The research in the laboratory of Dr Tim Knowles is focused on elucidating the mechanisms involved in the fundamental processes of outer membrane biogenesis in Gram-negative bacteria and has several important objectives: (1) to provide fundamental information about how Gram-negative bacteria form. (2) To provide new opportunities to attenuate bacteria in the pursuit of anti-infective strategies. Current antibiotics predominantly target peptidoglycan synthesis and have been very effective in the past. Targeting OM biogenesis offers the potential for a whole new class of antimicrobials urgently required to stay ahead of bacterial resistance.
Projects within this research area include.
Phospholipid transport to the outer membrane
Recently three protein pathways, the Mla, PqiABC and YebST(LetAB) pathways, have been identified that have components in the inner membrane, periplasm and outer membrane and all bind phospholipid suggesting they may be involved in phospholipid transport. How these pathways transport phospholipid and the molecular mechanisms involved in transport still remain to be elucidated however. To answer these questions we are using the latest structural biology techniques including cryo-electron microscopy, X-ray crystallography, nuclear magnetic resonance, neutron reflectometry as well as developing our own novel in house biophysical tools to study these fascinating pathways.
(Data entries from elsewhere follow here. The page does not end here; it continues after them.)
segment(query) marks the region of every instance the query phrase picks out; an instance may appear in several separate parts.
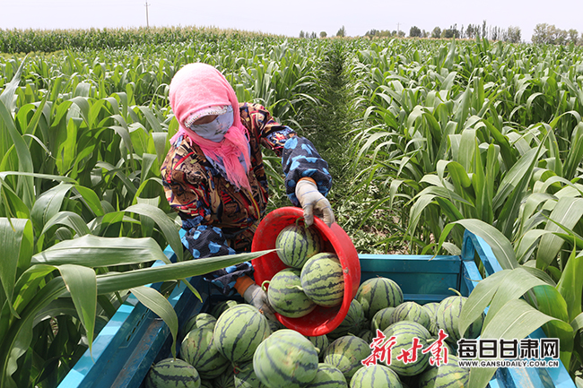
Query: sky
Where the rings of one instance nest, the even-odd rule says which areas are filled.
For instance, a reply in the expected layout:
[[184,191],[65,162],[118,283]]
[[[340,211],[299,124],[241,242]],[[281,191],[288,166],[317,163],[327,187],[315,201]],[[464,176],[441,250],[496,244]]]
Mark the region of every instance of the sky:
[[413,26],[431,32],[485,20],[504,30],[518,27],[522,39],[530,41],[538,23],[580,36],[582,11],[581,0],[0,0],[0,30],[196,26],[298,37],[302,30],[334,36],[344,26],[352,37],[373,29],[408,36]]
Using this approach potential druggable pockets will be identified and allow the identification of compounds that will not only abolish virulence but also impede the restoration of a damaged outer membrane and therefore increase the effectiveness of already available antibiotics.
The Bam complex
A single OM complex, the β-Barrel assembly machine (Bam) complex, has been recognized as essential for the efficient insertion of almost all OMPs into the outer membrane. It is ubiquitous throughout Gram-negative bacteria, however we are only just beginning to understand how it functions. The structure of the complex has been identified but how the components function as part of the complex and how this complex can insert the myriad OMPs targeted to the outer membrane is still to be determined. We are using a multidisciplinary approach, working in both the fields of biophysics and molecular biology to probe the structure of this complex and how it functions. This understanding is critical as the design of compounds that inhibit this process would impede OMP biogenesis and therefore essential physiological, pathogenic and drug resistance functions.
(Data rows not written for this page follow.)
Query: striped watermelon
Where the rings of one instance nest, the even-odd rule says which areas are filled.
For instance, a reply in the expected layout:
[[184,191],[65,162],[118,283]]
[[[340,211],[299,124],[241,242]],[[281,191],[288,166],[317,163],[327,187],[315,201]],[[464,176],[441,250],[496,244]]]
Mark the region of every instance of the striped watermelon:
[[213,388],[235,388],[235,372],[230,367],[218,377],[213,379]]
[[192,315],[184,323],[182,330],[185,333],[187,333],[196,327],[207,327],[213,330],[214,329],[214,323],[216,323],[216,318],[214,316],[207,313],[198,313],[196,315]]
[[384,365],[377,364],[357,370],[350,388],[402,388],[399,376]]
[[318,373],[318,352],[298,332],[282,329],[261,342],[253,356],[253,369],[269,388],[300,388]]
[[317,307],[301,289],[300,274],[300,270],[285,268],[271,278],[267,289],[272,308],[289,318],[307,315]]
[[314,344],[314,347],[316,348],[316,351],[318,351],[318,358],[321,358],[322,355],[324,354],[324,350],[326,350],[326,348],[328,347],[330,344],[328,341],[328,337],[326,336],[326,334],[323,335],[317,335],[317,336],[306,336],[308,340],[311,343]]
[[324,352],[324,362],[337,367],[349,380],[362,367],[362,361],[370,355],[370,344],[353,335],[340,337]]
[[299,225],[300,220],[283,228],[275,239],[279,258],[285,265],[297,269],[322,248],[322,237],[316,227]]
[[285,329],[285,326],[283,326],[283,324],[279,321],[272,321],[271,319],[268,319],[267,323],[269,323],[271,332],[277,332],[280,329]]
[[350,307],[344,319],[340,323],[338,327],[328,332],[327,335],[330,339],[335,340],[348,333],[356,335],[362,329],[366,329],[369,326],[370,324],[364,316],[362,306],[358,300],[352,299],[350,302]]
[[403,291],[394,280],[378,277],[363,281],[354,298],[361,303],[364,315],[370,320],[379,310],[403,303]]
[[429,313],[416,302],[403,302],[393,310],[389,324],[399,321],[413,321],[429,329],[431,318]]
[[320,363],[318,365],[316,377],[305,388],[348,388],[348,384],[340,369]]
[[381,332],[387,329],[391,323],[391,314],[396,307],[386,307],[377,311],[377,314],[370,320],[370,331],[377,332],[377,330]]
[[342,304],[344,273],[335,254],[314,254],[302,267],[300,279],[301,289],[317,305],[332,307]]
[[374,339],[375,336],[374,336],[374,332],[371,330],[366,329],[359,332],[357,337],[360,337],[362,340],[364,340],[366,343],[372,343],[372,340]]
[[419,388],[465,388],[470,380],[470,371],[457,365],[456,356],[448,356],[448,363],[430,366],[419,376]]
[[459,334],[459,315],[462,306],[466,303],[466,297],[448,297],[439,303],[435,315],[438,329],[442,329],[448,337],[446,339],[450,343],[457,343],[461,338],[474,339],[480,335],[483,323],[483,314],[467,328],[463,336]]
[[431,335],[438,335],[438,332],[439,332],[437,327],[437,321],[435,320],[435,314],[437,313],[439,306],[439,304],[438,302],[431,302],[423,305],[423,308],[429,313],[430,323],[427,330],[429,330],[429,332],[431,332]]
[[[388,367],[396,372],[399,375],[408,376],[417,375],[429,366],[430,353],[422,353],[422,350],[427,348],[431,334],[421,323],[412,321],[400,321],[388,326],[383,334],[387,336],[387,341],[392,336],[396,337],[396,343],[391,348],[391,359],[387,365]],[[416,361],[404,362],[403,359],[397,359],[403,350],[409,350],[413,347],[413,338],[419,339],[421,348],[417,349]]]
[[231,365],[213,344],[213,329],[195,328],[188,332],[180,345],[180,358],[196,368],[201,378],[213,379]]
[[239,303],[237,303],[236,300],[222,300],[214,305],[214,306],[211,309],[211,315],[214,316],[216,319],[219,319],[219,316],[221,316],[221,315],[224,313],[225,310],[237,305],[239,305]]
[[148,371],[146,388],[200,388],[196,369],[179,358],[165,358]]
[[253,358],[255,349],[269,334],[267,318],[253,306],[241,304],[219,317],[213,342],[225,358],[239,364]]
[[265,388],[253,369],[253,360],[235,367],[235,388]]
Novel amethods for studying membrane proteins
Our group focuses on two areas:
Membrane protein solubilisation
Working with membrane proteins is technically demanding. The current best technology is the use of detergents which by their very nature often destabilise proteins, inhibit function and decrease sample longevity. Consequently Knowles is developing new technologies to solubilize membrane proteins in the absence of detergents. To date Knowles has developed a styrene maleic acid based system for the solubilisation of membrane proteins, known as SMALP technology, which offers increased stability, longevity and functionality to detergent based systems.
Membrane protein function
Knowles is working with colleagues at the ISIS Neutron and Muon source, Rutherford Appleton laboratory, UK, to develop sensor based systems directly utilising membrane proteins within their phospholipid bilayers atop the sensor surface. These allow a “true to nature” approach to studying membrane protein function including drug screening, receptor ligand interactions and viral-membrane interactions amongst other things.